For the quarter ended March 31, 2012, Atrium recorded revenues of $110.0 million representing an increase of 2.0 percent (3.2 percent on a currency-neutral basis) compared to revenues of $107.8 million in 2011. The increase, all organic, is mainly attributable to the solid performance of the HCP and HFS channels in North America, with organic growth of 8 percent and 15 percent, respectively, and improved sales in Germany, with a growth of 5 percent, and is partially offset by revenue decreases in other European regions and CMO business, and also the unfavourable impact of exchange rates.
EBITDA for the quarter was $22.8 million or 20.8 percent of revenues compared to $23.4 million or 21.7 percent of revenues for the same period in 2011. The EBITDA margin decreased by 0.9 percent year over year and is largely explained by a decline in the gross margin related to product mix partly offset by a decrease in selling and administrative expenses, as marketing expenses in Europe were higher last year.

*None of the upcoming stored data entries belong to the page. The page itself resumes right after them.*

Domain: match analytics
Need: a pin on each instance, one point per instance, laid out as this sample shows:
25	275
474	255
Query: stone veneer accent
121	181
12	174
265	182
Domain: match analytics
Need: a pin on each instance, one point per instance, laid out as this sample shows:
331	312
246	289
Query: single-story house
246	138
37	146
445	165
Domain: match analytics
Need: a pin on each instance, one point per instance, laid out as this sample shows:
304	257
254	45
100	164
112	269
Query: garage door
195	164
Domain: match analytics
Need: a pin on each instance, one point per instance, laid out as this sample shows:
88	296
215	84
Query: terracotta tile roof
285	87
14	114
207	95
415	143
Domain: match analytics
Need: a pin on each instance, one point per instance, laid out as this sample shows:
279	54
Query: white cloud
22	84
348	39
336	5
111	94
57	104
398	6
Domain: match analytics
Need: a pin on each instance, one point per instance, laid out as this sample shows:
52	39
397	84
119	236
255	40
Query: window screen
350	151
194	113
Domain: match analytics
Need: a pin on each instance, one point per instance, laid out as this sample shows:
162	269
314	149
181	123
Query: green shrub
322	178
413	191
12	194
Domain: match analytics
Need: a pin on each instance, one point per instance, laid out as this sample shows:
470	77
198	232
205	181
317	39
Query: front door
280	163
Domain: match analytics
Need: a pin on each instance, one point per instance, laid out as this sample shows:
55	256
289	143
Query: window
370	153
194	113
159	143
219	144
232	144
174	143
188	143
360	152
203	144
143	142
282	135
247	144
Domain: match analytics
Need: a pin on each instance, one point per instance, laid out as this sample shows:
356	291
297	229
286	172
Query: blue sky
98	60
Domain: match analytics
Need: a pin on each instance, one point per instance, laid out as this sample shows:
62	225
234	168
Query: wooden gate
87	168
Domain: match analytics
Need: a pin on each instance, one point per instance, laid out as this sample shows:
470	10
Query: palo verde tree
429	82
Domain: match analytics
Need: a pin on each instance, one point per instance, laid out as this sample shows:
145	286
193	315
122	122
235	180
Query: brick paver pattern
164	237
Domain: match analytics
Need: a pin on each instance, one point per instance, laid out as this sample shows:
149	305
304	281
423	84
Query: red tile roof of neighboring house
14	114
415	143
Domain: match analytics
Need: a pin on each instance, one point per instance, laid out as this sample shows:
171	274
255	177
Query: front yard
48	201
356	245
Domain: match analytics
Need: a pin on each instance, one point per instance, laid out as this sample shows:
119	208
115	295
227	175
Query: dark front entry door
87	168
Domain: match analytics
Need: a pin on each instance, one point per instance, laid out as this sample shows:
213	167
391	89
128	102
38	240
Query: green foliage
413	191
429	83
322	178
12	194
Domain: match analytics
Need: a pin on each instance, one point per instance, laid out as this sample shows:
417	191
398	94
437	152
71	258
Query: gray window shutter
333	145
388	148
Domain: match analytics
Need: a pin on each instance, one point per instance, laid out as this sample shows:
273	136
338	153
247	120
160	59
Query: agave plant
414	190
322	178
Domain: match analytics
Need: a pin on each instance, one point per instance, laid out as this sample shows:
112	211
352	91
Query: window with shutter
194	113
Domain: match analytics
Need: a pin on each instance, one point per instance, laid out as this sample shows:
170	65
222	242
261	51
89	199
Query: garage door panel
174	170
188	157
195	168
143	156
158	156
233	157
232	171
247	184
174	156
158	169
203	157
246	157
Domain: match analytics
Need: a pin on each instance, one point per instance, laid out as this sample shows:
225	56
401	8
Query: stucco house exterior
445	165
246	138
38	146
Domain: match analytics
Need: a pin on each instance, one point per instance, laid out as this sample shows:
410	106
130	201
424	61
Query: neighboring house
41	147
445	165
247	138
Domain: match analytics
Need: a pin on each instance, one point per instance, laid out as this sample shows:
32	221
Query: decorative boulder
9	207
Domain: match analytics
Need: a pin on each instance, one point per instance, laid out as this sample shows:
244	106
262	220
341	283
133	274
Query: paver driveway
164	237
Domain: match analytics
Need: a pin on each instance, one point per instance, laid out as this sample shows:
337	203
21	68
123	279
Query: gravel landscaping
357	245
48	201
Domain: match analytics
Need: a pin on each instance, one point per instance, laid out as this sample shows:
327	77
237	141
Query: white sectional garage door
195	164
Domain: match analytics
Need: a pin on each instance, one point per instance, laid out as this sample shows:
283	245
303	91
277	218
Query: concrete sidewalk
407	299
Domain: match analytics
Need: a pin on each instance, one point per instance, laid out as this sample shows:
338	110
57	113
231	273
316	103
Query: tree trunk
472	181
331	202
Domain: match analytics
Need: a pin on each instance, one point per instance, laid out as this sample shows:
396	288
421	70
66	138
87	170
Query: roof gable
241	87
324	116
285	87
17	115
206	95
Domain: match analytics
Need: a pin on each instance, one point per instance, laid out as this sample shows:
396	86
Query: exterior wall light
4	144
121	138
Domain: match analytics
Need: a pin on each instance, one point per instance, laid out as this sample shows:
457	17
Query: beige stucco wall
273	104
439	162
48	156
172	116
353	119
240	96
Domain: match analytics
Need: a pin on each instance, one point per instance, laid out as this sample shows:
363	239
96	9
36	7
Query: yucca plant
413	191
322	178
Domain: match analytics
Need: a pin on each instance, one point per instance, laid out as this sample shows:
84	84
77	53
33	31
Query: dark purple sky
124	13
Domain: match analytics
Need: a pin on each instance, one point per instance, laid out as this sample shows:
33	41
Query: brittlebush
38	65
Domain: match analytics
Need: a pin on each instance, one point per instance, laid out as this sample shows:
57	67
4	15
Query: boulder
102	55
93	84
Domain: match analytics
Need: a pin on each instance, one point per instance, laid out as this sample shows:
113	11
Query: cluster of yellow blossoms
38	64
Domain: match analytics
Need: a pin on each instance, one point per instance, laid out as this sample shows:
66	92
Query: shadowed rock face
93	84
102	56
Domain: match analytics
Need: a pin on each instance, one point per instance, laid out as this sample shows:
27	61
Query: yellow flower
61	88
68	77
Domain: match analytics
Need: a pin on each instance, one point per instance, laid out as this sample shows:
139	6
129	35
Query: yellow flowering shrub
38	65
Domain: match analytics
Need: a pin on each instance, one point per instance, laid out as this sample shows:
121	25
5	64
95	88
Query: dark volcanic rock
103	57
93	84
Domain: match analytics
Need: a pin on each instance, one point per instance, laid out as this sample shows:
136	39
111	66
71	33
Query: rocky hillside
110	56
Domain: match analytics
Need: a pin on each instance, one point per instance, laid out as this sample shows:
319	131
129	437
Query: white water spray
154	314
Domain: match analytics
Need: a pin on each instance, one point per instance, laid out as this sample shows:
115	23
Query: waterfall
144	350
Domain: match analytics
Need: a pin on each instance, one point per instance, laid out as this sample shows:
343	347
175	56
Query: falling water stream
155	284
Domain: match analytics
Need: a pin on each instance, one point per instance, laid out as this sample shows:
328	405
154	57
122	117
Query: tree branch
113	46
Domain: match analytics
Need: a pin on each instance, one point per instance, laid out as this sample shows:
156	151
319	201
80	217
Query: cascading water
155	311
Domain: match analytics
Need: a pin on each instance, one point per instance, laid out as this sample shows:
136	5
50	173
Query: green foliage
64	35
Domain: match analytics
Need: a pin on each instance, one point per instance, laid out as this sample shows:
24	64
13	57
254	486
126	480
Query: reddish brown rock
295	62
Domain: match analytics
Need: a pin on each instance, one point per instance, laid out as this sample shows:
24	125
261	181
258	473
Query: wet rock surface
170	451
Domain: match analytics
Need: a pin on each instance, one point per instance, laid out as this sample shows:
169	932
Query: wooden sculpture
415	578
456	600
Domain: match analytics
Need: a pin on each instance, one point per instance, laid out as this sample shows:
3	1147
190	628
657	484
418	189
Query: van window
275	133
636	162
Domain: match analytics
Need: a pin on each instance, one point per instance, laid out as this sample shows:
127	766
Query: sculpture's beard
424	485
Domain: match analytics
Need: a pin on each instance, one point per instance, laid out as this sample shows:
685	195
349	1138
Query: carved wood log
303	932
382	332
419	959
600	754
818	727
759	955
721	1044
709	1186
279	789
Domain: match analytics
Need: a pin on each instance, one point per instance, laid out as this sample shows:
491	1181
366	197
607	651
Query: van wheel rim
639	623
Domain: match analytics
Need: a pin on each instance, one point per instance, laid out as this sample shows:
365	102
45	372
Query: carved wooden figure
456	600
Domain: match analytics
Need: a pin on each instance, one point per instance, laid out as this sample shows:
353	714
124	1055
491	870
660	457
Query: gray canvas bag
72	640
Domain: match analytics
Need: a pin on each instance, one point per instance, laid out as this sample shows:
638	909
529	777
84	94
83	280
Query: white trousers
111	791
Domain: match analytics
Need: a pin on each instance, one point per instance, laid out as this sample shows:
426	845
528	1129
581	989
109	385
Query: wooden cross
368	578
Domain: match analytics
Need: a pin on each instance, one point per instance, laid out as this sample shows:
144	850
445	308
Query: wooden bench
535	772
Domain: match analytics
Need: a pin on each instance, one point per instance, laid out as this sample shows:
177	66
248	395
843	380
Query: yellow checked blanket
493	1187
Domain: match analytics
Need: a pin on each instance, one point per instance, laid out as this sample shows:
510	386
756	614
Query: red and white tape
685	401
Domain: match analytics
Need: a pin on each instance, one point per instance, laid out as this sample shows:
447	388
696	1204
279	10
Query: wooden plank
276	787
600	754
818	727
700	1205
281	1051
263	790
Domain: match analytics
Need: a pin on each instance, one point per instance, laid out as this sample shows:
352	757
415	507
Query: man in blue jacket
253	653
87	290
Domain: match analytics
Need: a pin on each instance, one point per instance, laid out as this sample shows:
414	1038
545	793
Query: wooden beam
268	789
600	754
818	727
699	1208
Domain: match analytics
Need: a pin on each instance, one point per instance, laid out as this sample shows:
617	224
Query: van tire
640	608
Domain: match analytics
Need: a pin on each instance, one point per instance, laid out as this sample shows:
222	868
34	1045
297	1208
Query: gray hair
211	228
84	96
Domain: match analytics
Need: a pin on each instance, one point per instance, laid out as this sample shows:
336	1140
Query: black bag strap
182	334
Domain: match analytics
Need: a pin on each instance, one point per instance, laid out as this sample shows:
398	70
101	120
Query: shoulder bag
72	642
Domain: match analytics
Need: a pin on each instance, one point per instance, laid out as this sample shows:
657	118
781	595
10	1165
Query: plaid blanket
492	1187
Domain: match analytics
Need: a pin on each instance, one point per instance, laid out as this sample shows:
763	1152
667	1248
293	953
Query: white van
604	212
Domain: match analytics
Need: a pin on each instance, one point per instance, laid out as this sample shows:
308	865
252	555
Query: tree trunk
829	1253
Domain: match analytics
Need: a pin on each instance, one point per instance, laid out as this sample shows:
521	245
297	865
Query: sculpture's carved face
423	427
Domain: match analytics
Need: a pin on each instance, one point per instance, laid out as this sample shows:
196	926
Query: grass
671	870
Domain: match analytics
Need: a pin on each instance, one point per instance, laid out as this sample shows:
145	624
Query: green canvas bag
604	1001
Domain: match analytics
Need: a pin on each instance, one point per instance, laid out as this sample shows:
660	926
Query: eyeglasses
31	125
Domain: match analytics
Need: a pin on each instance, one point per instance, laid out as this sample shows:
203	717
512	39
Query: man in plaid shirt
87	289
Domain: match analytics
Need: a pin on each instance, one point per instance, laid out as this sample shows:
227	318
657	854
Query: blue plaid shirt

Net earnings attributable to shareholders were $11.7 million for the first quarter in 2012 compared to $14.1 million in 2011, while net earnings per share ("EPS") on a diluted basis were $0.32 per share, as compared to $0.43 per share for the same period in 2011. Adjusted net earnings (without giving effect to the one-time restructuring costs and the dilutive effect of the convertible debenture) were $14.7 million for the first quarter in 2012 compared to $14.2 million in 2011 and adjusted diluted EPS were $0.46 in 2012 compared to diluted EPS of $0.43 in 2011.
Cash flows from operating activities before changes in non-cash working capital items, interest expenses and after-tax restructuring costs were $19.9 million, an increase of 5.5 percent compared to $18.8 million in 2011. As at March 31, 2012, the Company had a total debt of $301.0 million and a cash position of $14.1 million.
During the quarter, under its normal course issuer bid (NCIB) program, the Company repurchased and cancelled 829,776 common shares for a total consideration of $9.0 million. Furthermore, 61,292 shares were repurchased during the month of April and the number of outstanding shares currently stands at 31,456,478, representing a 4.8 percent reduction in comparison to when the NCIB program was first launched in November of 2010.